I also really like Jacques because of his design. He looks like he would totally spin his own records on Tuesday nights at The Roost while sipping the house blend with no sugar or cream added, occasionally adjusting a pair of thick-rimmed glasses (non-prescription for maximum hipster-ness) and that just amuses the heck out of me. For some reason I also headcanon that he originally hails from Nova Scotia. I blame the fact that I married a Canadian.

Muffy is one of my all-time faves because she's a gothloli sheep! I love Japanese street fashion so I was drawn to her design like a moth to open flame and the fact that her name is Frill in Japanese just makes her like 1000% cuter. I was pleasantly surprised that they made her Uchi instead of Snooty. If she'd been the latter of the two I think it would have been super boring.

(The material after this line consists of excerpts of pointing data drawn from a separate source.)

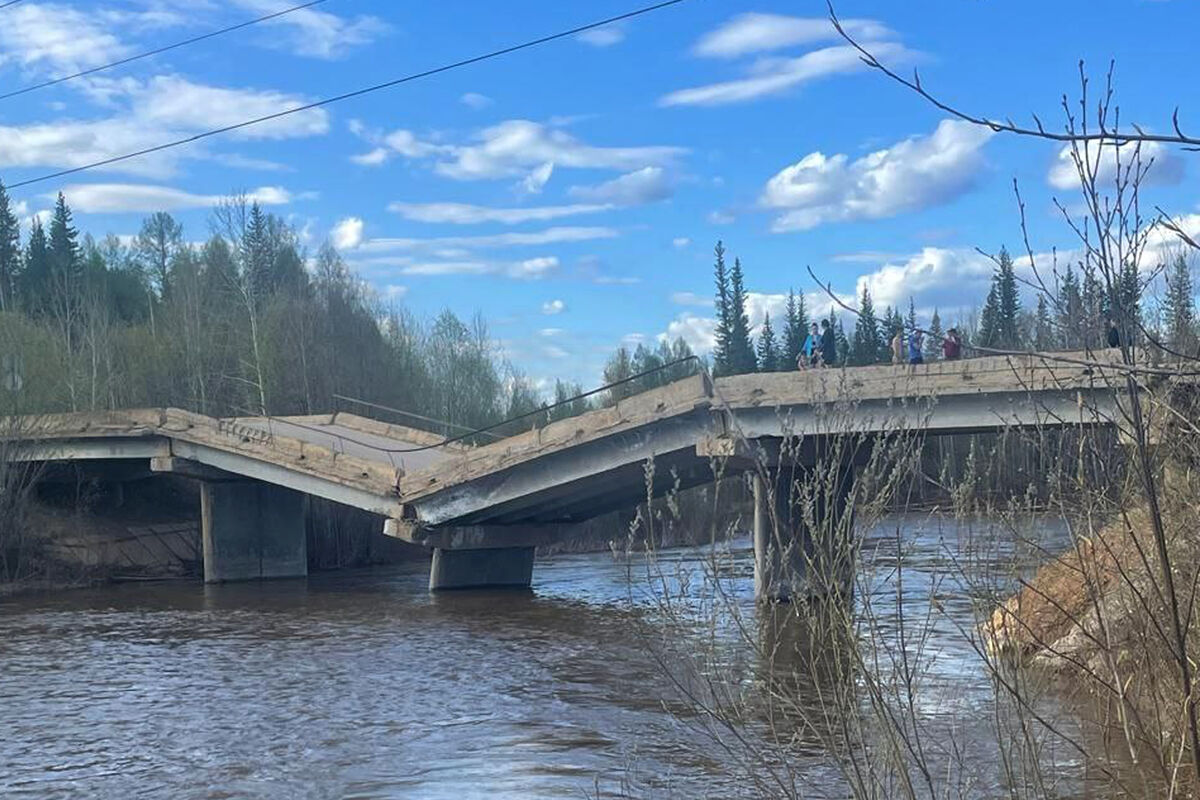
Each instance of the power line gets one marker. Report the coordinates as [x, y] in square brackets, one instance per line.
[357, 92]
[156, 50]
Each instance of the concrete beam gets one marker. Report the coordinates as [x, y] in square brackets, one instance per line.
[279, 475]
[502, 567]
[252, 530]
[473, 537]
[186, 468]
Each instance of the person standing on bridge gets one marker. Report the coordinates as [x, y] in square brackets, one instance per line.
[952, 346]
[810, 354]
[916, 352]
[828, 344]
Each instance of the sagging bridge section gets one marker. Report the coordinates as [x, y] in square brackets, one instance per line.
[483, 510]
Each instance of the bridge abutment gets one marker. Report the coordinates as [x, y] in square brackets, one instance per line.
[252, 530]
[475, 569]
[803, 541]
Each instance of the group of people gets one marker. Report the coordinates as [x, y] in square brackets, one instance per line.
[821, 347]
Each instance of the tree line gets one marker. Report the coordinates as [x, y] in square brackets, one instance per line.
[1078, 316]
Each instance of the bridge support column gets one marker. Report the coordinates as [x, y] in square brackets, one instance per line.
[252, 530]
[803, 541]
[475, 569]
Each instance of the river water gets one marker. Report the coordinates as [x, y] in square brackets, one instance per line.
[360, 684]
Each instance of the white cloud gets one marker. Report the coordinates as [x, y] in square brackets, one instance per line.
[529, 239]
[537, 179]
[124, 198]
[515, 146]
[690, 299]
[756, 32]
[462, 214]
[531, 269]
[605, 36]
[646, 185]
[55, 40]
[347, 234]
[474, 100]
[774, 76]
[372, 157]
[163, 108]
[318, 34]
[1163, 166]
[913, 174]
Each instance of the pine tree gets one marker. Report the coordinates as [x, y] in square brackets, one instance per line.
[1179, 307]
[865, 346]
[35, 284]
[65, 262]
[999, 323]
[796, 330]
[742, 358]
[1043, 328]
[723, 362]
[934, 341]
[1071, 311]
[10, 252]
[768, 350]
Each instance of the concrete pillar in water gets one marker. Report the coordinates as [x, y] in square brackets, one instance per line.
[252, 530]
[475, 569]
[802, 539]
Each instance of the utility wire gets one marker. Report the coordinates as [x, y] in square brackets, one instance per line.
[156, 50]
[357, 92]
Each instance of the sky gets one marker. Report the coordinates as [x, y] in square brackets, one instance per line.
[571, 193]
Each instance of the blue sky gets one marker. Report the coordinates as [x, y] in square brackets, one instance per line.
[573, 192]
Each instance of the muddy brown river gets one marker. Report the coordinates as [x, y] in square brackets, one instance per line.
[360, 684]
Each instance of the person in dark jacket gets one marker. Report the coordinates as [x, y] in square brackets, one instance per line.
[1114, 334]
[828, 344]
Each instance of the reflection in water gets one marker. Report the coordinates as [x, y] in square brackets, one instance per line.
[361, 684]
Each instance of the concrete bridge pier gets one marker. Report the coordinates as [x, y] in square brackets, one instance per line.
[252, 530]
[803, 533]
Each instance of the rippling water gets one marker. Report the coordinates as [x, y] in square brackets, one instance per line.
[364, 685]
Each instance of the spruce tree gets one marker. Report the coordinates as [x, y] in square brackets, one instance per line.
[742, 358]
[35, 283]
[795, 331]
[10, 252]
[865, 346]
[1043, 326]
[1179, 307]
[768, 350]
[723, 361]
[934, 341]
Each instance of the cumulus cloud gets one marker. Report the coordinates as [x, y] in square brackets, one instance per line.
[347, 234]
[605, 36]
[525, 239]
[166, 107]
[463, 214]
[913, 174]
[1163, 166]
[639, 187]
[124, 198]
[474, 100]
[514, 148]
[774, 76]
[756, 32]
[55, 40]
[318, 34]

Hmm... My reasons for liking these three seem to focus mostly on headcanons. Maybe someone should make a thread for a similar topic. Is there something like that yet or is that too close to this thread?


----------



## drowningfairies (Aug 6, 2016)

Muffy - Emo Mother Friend. Is a sheep.
Sprinkle - Pastel Penguin. And she's like food related.
Bam - He is a blue deer. Named Bam. And is a jock.
Flurry - She's a hamster queen.
Apple - Hamster Princess.
Marshal - Bc he's hipster.
Tia - The little Teapot that could.
Merengue - The little cake that could.
Skye - She's a blue wolf.
Cookie - Pink doggo.


----------



## Pearls (Aug 6, 2016)

I'm just gonna list my 3 favourites 
Goldie - She was one of my first villagers in wild world and I've always loved her. She'll always be my favourite 
Punchy - I love cats and he was my favourite starting villager in new leaf 
Marshal - he's just super cute


----------



## Buttonsy (Aug 6, 2016)

A lot of my favourite villagers are ones that are my favourite animals IRL, like Deirdre, Alice, and Pashmina, are some of my absolute favourites, and my favourite animals are deer, koalas, and goats.
I also like Julian because he just looks magical, and Francine looks pretty.
Deli and Dotty and Lobo were the first villagers in each of my towns to really grab me as being a favourite, from their designs to the way they treated me.
And I love all the sheep because they look like they'd give nice hugs.


----------



## amanda1983 (Aug 6, 2016)

I like certain villagers if they have a unique or at least interesting character design and either aesthetically pleasing or memorable colour palette. Name and type of animal also matter. The more stereotypical they are, the less likely I am to like them, though this can reach a point of being "so obvious it's clever" and therefore endearing rather than annoying. Less important is the personality type, I prefer cranky and lazy types, also normal and snooty. But really the dialogue options etc is so limited that it hardly matters to me. It all blends together, and I'm usually just trying to race through any conversation as fast as possible unless it's something nonsensical (which never stops being funny for me) or I'm joining in a chat between 2 villagers (since these have more variety).

I love :

Drago - he's a dragon, nice colouring, lazy personality, name is both easy to remember and prompts me to recall it is supposed to look like a dragon (it is, right? I haven't looked this up..), AND HE IS A FREAKING DRAGON! Cool house, too, I did like getting all his furniture from him. He's a favourite of my nephew (who really wants "more dinosaurs" in this game, please.. He's 4 and my attempts to explain dragons aren't relations of dinosaurs led us straight back to our never-ending fossils/palaeontology/evolution/atoms-specks-frogs-something-monkey-human* discussion ... And he still just wants a Tyrannosaurus rex villager please and thank you, preferably with at least 5 more dinosaur "friends" as neighbours with Drago. *sigh*)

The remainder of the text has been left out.